Small food and drink suppliers are struggling at the sharp-end of the supermarket price war in the UK with more than 100 likely to go bust by the end of the year, according to a new report.
Tesco, Asda, Sainsbury’s and Morrisons are at the centre of a bitter war of attrition partly caused by the success of German-owned discount grocers Lidl and Aldi, whose low prices have led to large numbers of customers migrating to them and deserting the ‘big four.’
In an effort to react the main supermarkets have been squeezing suppliers’ profit margins and stretching payment terms in a bid to offer consumers the lowest prices.
The number of food or drink manufacturers facing “significant distress” leapt by 92 per cent during the past 12 months to 1,410, of which 1,240 are small and medium-sized businesses, business recovery firm Begbies Traynor has found.
Julie Palmer, a partner at the firm, said: “You’ve got a David and Goliath situation; the supermarkets are powerhouses and they call the shots to the suppliers.
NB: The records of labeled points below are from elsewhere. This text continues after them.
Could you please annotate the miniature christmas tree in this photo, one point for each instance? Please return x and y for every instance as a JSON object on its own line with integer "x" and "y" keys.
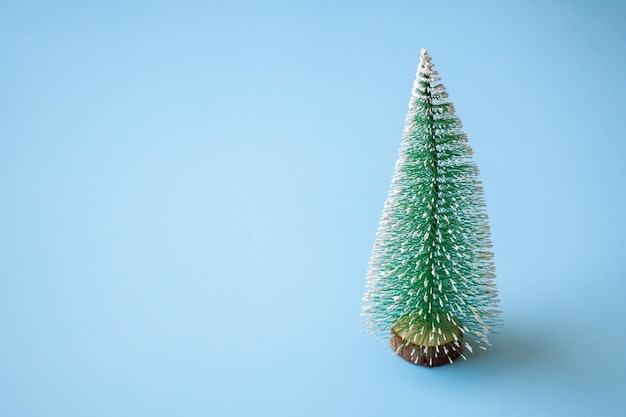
{"x": 430, "y": 279}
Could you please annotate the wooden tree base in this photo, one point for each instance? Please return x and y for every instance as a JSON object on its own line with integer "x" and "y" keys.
{"x": 424, "y": 355}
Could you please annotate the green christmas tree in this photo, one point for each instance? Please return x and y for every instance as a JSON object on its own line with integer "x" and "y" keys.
{"x": 431, "y": 276}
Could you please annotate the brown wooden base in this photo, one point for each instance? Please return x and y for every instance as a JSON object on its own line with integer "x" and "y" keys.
{"x": 430, "y": 356}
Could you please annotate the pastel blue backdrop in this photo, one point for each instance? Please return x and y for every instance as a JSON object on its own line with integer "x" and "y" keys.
{"x": 189, "y": 192}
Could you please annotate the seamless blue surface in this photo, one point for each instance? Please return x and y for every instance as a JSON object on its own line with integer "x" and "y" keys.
{"x": 189, "y": 193}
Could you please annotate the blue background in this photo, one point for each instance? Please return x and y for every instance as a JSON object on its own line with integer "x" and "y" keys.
{"x": 189, "y": 192}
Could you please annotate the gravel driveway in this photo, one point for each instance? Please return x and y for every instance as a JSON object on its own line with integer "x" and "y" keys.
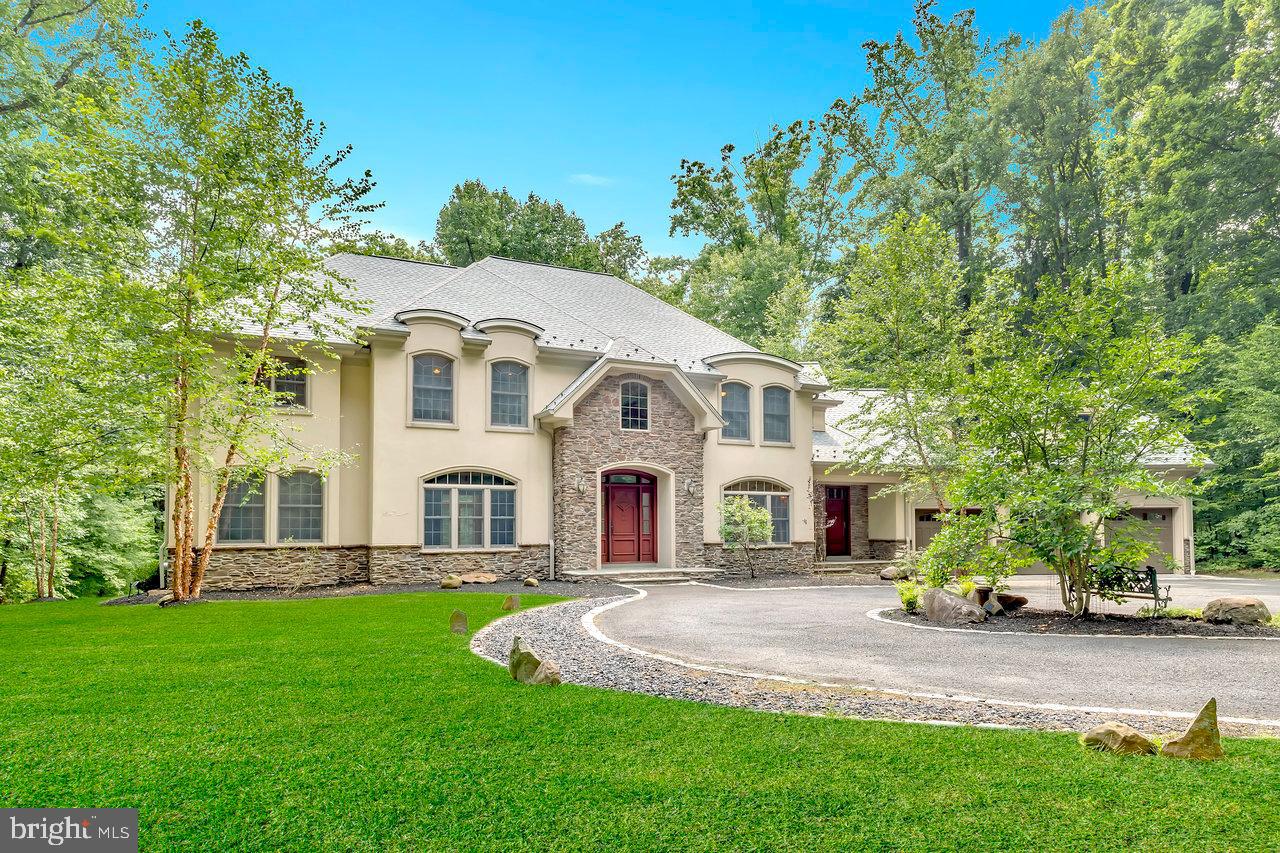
{"x": 823, "y": 634}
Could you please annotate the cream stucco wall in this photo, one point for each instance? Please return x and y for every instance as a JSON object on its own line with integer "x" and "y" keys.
{"x": 727, "y": 461}
{"x": 403, "y": 452}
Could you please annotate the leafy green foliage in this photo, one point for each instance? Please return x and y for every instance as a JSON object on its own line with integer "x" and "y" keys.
{"x": 744, "y": 525}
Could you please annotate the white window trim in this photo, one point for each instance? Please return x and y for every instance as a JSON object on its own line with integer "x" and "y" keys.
{"x": 488, "y": 397}
{"x": 648, "y": 406}
{"x": 791, "y": 418}
{"x": 408, "y": 401}
{"x": 423, "y": 486}
{"x": 784, "y": 489}
{"x": 750, "y": 428}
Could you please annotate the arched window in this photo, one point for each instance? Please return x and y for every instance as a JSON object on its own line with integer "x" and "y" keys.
{"x": 635, "y": 405}
{"x": 508, "y": 395}
{"x": 777, "y": 414}
{"x": 300, "y": 507}
{"x": 243, "y": 516}
{"x": 736, "y": 409}
{"x": 433, "y": 389}
{"x": 771, "y": 496}
{"x": 469, "y": 510}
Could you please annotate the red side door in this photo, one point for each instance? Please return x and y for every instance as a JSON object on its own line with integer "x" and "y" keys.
{"x": 837, "y": 521}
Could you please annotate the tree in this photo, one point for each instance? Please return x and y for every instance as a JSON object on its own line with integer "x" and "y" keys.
{"x": 1072, "y": 398}
{"x": 744, "y": 527}
{"x": 900, "y": 328}
{"x": 380, "y": 242}
{"x": 1056, "y": 190}
{"x": 246, "y": 206}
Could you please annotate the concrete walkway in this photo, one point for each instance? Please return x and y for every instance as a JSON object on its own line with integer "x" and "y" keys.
{"x": 823, "y": 634}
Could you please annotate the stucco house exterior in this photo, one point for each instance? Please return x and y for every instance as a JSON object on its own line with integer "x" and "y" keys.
{"x": 536, "y": 420}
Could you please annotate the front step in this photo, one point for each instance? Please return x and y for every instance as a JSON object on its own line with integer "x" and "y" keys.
{"x": 640, "y": 575}
{"x": 851, "y": 566}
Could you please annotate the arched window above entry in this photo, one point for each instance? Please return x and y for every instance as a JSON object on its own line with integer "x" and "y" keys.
{"x": 634, "y": 397}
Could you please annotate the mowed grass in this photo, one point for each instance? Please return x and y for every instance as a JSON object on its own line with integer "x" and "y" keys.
{"x": 364, "y": 724}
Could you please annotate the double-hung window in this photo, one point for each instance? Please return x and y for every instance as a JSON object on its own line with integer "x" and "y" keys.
{"x": 508, "y": 395}
{"x": 469, "y": 510}
{"x": 772, "y": 497}
{"x": 777, "y": 415}
{"x": 736, "y": 409}
{"x": 433, "y": 389}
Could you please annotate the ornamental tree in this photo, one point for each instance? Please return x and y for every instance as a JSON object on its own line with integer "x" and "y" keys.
{"x": 744, "y": 527}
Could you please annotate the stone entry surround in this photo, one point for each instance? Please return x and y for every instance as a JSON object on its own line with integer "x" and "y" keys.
{"x": 597, "y": 442}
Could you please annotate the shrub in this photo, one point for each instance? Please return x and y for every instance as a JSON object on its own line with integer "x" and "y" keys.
{"x": 909, "y": 593}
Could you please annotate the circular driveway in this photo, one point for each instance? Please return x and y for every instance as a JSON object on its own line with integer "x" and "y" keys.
{"x": 823, "y": 634}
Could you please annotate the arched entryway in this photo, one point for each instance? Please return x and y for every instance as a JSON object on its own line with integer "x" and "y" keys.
{"x": 629, "y": 516}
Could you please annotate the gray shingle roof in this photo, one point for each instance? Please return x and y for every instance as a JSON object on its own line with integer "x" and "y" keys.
{"x": 576, "y": 309}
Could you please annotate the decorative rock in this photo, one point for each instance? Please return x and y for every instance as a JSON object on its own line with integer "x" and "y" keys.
{"x": 1118, "y": 738}
{"x": 528, "y": 667}
{"x": 1237, "y": 610}
{"x": 947, "y": 607}
{"x": 1011, "y": 603}
{"x": 1201, "y": 740}
{"x": 895, "y": 573}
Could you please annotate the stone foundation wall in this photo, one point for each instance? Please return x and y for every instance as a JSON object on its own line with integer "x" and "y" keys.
{"x": 410, "y": 565}
{"x": 597, "y": 442}
{"x": 794, "y": 560}
{"x": 287, "y": 568}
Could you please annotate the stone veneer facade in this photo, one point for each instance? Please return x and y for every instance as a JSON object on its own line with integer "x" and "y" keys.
{"x": 597, "y": 442}
{"x": 411, "y": 565}
{"x": 289, "y": 566}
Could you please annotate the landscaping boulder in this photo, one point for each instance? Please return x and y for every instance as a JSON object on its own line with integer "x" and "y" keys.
{"x": 1118, "y": 738}
{"x": 1011, "y": 603}
{"x": 528, "y": 667}
{"x": 950, "y": 609}
{"x": 895, "y": 573}
{"x": 458, "y": 623}
{"x": 1237, "y": 610}
{"x": 1201, "y": 740}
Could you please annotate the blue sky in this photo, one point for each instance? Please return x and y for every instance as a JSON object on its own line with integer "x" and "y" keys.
{"x": 590, "y": 103}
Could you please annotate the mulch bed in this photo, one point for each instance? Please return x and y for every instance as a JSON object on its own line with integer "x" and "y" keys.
{"x": 1046, "y": 621}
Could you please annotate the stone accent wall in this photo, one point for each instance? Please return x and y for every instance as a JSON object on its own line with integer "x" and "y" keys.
{"x": 886, "y": 548}
{"x": 859, "y": 544}
{"x": 286, "y": 568}
{"x": 795, "y": 560}
{"x": 410, "y": 565}
{"x": 597, "y": 441}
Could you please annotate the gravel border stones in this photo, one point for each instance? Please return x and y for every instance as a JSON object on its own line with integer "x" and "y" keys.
{"x": 556, "y": 633}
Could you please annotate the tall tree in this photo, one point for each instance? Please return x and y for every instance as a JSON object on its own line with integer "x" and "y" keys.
{"x": 246, "y": 205}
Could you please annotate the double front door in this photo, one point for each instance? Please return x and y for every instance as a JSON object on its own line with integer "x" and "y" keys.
{"x": 629, "y": 512}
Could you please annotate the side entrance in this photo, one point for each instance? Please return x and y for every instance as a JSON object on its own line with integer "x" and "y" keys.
{"x": 629, "y": 516}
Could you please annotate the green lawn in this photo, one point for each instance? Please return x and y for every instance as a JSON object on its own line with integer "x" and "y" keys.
{"x": 364, "y": 724}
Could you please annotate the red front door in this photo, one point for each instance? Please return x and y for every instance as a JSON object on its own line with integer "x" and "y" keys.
{"x": 629, "y": 518}
{"x": 837, "y": 521}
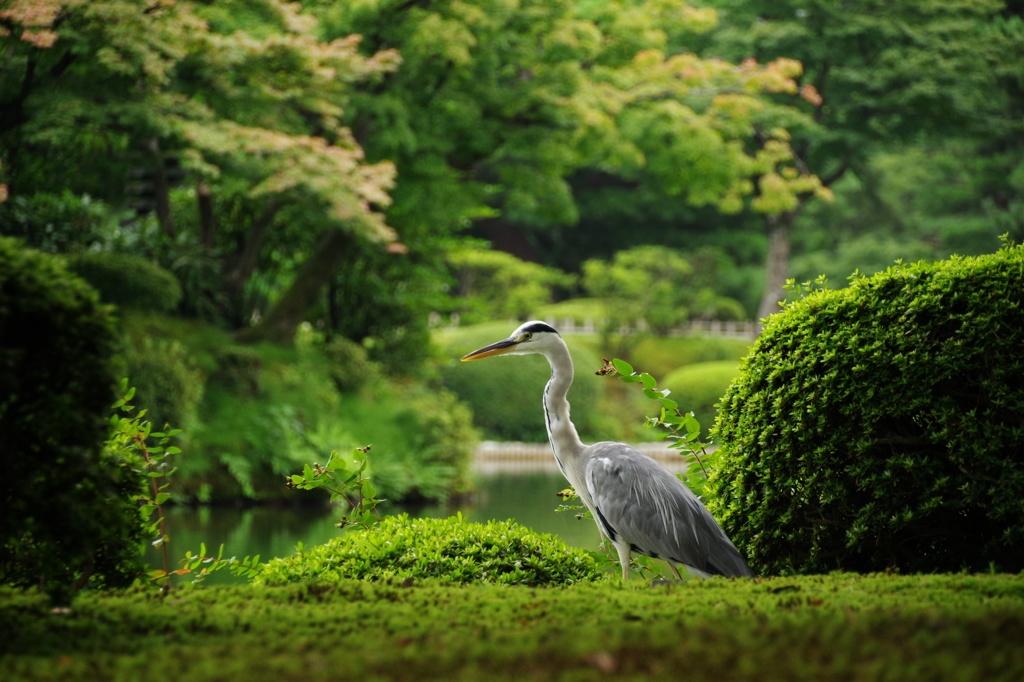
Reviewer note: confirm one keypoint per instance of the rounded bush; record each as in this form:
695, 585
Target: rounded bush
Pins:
880, 426
505, 392
128, 282
66, 512
450, 550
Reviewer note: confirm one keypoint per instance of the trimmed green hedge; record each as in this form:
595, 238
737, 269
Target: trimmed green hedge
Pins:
127, 281
881, 425
450, 550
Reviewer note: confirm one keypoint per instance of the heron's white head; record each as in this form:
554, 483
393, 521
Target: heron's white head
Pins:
531, 337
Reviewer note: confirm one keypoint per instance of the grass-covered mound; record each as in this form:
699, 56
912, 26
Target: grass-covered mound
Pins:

“With shocking increases in distress among the supermarkets’ main suppliers, the large chains need to tread very carefully if they want to prevent a new crisis creeping up through their supply chain.”
Many price promotions are passed on to suppliers who are asked to agree to a drop in the amount of money they receive per shipment.
Dairy farmers have complained that a plunge in the price of a pint of milk, which has fallen to 22p in some stores, has put their businesses in jeopardy.
One dairy co-operative, First Milk, has had to withhold £10 million in payments to 1,000 farmers because of cash flow problems.